Another advantage: byte-level BPE naturally handles mixed-script text. A single tokenizer can process English, Chinese, and emoji without any special handling. It also avoids the need for a separate normalization step (like NFKC) because UTF-8 is already a canonical byte representation. However, it does increase the average token length for non-ASCII text: a Chinese character (3 bytes) might become 2-3 tokens instead of 1, increasing sequence length and computational cost.
Building a BPE Tokenizer from Scratch: Step-by-Step Implementation in Python
We'll implement a complete byte-level BPE tokenizer from scratch in Python. The implementation follows the algorithm used by GPT-2: start with a base vocabulary of 256 byte tokens, then iteratively merge the most frequent pair of adjacent tokens until reaching the desired vocabulary size. We'll include training, encoding, and decoding functions. The code is intentionally minimal and educational — no optimizations for speed.
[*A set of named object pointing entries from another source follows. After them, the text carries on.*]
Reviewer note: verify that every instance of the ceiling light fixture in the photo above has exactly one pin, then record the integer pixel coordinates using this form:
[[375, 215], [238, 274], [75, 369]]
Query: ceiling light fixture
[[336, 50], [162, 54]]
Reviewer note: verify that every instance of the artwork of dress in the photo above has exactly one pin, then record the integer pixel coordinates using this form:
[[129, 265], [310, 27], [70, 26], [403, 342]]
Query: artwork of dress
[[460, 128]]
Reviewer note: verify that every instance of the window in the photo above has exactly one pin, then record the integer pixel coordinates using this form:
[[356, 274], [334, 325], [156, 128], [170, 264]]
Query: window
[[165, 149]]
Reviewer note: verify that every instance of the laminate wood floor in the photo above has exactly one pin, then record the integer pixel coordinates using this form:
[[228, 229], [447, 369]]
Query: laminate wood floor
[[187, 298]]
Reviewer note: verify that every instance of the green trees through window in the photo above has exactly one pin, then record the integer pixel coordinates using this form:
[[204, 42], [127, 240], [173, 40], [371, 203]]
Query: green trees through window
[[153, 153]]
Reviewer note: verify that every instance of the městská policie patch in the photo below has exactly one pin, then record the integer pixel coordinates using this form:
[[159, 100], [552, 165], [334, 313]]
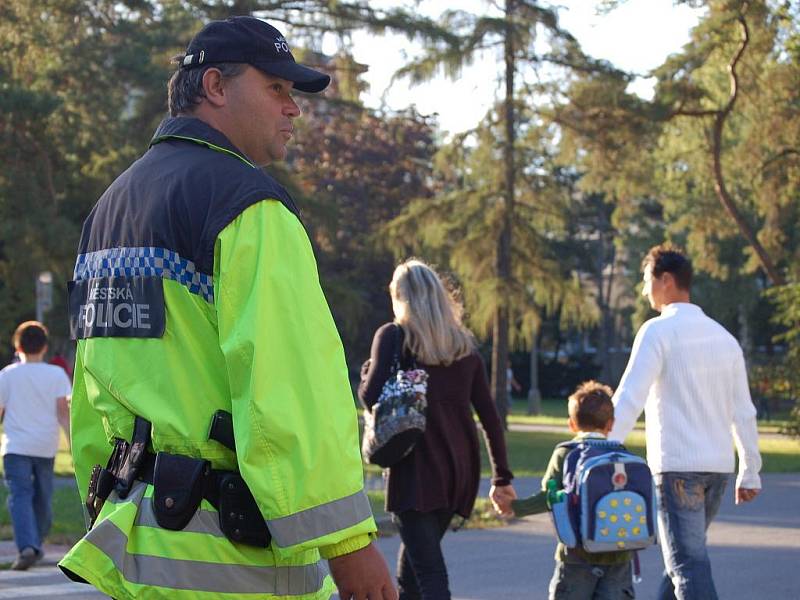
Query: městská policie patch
[[117, 307]]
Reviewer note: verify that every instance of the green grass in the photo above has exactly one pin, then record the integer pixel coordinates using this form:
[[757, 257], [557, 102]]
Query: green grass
[[528, 453], [68, 526]]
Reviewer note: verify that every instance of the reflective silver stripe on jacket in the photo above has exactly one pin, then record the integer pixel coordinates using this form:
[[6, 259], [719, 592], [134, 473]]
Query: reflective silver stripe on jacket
[[320, 520], [200, 576]]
Step 1: Initialize with byte-level base vocabulary. We map each byte value (0-255) to its corresponding token ID. Step 2: Train on a corpus by counting adjacent token pairs, finding the most frequent, and merging them. We store the merge operations in a dictionary for later encoding. Step 3: Encode new text by applying the learned merges greedily: start with byte IDs, then repeatedly replace pairs that appear in the merge table. Step 4: Decode by mapping token IDs back to bytes and converting to UTF-8.
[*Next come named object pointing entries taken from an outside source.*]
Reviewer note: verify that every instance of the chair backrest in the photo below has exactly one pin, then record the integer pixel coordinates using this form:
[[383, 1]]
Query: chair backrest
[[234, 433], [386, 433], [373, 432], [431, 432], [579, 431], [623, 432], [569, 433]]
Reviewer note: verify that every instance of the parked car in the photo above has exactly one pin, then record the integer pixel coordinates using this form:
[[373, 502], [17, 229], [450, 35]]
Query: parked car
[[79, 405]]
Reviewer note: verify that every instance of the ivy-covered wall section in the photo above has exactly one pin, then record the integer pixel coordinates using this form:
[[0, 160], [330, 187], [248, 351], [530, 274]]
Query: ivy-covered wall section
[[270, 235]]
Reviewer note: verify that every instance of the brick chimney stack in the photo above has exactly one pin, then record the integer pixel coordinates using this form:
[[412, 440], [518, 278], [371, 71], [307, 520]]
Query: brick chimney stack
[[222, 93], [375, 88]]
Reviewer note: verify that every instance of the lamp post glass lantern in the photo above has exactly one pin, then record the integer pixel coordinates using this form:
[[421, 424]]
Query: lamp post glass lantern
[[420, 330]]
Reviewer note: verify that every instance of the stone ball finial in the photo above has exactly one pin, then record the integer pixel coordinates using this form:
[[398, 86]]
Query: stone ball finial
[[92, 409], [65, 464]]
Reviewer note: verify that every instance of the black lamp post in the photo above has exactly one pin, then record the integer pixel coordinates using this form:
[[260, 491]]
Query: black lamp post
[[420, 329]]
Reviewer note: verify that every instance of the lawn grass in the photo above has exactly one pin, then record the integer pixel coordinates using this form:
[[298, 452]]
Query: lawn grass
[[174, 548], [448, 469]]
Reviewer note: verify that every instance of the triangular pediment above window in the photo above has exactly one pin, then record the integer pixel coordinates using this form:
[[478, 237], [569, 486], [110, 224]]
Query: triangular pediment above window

The critical data structure is the merge table: a dictionary mapping a pair of token IDs to a new token ID. During encoding, we iterate through the sequence, and for each position, check if the current pair is in the merge table. If so, we replace it with the merged token and continue. This greedy left-to-right encoding is not optimal (it might miss some merges), but it's deterministic and matches the training procedure.
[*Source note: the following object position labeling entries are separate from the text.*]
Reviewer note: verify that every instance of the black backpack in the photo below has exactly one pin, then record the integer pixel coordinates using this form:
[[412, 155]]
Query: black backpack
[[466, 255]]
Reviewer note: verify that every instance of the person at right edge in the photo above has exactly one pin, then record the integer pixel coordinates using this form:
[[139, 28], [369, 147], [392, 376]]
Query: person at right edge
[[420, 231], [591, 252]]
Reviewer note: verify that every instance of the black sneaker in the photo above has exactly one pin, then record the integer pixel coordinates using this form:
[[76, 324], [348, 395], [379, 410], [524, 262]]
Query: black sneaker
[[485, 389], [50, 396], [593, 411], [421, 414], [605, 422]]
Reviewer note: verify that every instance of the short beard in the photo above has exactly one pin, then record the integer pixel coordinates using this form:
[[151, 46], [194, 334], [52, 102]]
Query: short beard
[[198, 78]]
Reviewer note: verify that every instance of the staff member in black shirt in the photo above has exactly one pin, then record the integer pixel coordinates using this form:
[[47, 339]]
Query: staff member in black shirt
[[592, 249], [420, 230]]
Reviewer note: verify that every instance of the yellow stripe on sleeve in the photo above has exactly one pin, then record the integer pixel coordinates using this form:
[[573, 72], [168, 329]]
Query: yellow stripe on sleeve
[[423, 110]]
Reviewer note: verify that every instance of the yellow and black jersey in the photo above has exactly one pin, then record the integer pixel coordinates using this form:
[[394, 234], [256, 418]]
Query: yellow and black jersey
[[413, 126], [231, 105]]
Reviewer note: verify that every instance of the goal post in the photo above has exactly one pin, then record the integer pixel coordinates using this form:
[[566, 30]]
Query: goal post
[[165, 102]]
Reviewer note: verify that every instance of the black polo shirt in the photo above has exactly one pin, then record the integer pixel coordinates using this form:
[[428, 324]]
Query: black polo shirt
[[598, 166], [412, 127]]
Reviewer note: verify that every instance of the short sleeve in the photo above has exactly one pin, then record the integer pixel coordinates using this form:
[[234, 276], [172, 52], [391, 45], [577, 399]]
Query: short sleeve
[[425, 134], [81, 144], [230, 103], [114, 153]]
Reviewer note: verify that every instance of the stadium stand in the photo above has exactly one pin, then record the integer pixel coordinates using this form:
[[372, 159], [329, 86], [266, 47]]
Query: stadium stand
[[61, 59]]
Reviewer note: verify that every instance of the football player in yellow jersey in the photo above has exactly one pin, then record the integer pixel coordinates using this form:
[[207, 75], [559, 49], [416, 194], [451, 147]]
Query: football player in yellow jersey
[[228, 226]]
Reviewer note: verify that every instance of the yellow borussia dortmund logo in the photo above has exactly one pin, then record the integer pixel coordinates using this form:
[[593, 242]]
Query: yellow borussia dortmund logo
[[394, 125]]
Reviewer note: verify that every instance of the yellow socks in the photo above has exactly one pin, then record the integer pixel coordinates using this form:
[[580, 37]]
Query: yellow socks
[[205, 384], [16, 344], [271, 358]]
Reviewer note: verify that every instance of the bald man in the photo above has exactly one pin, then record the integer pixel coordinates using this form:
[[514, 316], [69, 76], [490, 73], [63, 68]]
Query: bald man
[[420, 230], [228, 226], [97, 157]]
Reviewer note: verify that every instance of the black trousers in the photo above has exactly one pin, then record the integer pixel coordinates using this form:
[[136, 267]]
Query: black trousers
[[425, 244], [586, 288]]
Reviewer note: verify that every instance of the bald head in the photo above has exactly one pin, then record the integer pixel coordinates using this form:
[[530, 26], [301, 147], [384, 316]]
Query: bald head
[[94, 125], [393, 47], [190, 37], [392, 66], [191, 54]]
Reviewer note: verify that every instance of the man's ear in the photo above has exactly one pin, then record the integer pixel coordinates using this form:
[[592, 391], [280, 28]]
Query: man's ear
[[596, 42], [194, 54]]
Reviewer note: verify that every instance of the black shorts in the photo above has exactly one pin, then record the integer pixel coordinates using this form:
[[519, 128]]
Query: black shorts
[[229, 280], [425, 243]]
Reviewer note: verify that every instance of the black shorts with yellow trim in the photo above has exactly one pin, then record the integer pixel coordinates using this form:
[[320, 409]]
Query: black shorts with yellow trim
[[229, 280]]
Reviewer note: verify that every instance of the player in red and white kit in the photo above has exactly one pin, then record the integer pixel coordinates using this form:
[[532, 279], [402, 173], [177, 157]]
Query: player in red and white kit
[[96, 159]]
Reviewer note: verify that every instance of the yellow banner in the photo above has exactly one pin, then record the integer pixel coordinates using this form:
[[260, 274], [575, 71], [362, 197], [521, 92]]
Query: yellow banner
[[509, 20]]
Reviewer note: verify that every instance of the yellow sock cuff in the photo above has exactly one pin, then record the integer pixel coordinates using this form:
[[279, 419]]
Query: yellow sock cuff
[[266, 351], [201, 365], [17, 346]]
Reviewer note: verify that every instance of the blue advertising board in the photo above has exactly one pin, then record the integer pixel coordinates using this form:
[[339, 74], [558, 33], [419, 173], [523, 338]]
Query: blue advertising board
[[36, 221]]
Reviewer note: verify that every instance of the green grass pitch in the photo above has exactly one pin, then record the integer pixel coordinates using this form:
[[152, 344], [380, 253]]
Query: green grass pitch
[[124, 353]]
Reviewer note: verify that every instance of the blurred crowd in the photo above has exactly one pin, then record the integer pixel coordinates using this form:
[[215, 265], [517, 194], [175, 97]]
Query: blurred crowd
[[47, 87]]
Performance considerations: The naive implementation has O(n * m) complexity for encoding, where n is sequence length and m is number of merges. In production, tokenizers use a trie or regex-based approach for O(n) encoding. Our implementation is fine for learning but not for production use. For real applications, use Hugging Face's tokenizers library or OpenAI's tiktoken.
Training the Tokenizer: Counting Frequencies, Merging Pairs, Building the Vocabulary
Training a BPE tokenizer is an iterative statistical process. You start with a corpus of text, split it into individual characters (or bytes for byte-level BPE), and treat each unique character as an initial token. The core loop: count all adjacent token pairs, find the most frequent pair, merge every occurrence of that pair into a single new token, add that new token to the vocabulary, and repeat until you reach a predefined vocabulary size. This is not compression; it's building a fixed-size set of subword units that balance character-level flexibility and word-level efficiency.
The merge operation is the heart of the algorithm. If you have the pair ('a', 'b') occurring 1500 times, you replace every 'a' followed by 'b' with the merged token 'ab'. Crucially, after a merge, the frequencies of all adjacent pairs involving the new token must be recomputed. A naive implementation recalculates pair frequencies from scratch after each merge, which is O(V * N) and painfully slow for large corpora. A production approach uses a priority queue or incremental frequency updates: when you merge a pair, only the pairs that include the left neighbor of the new token and the right neighbor of the new token can change. You decrement the old pair counts and increment the new ones, then push the updated counts into a max-heap.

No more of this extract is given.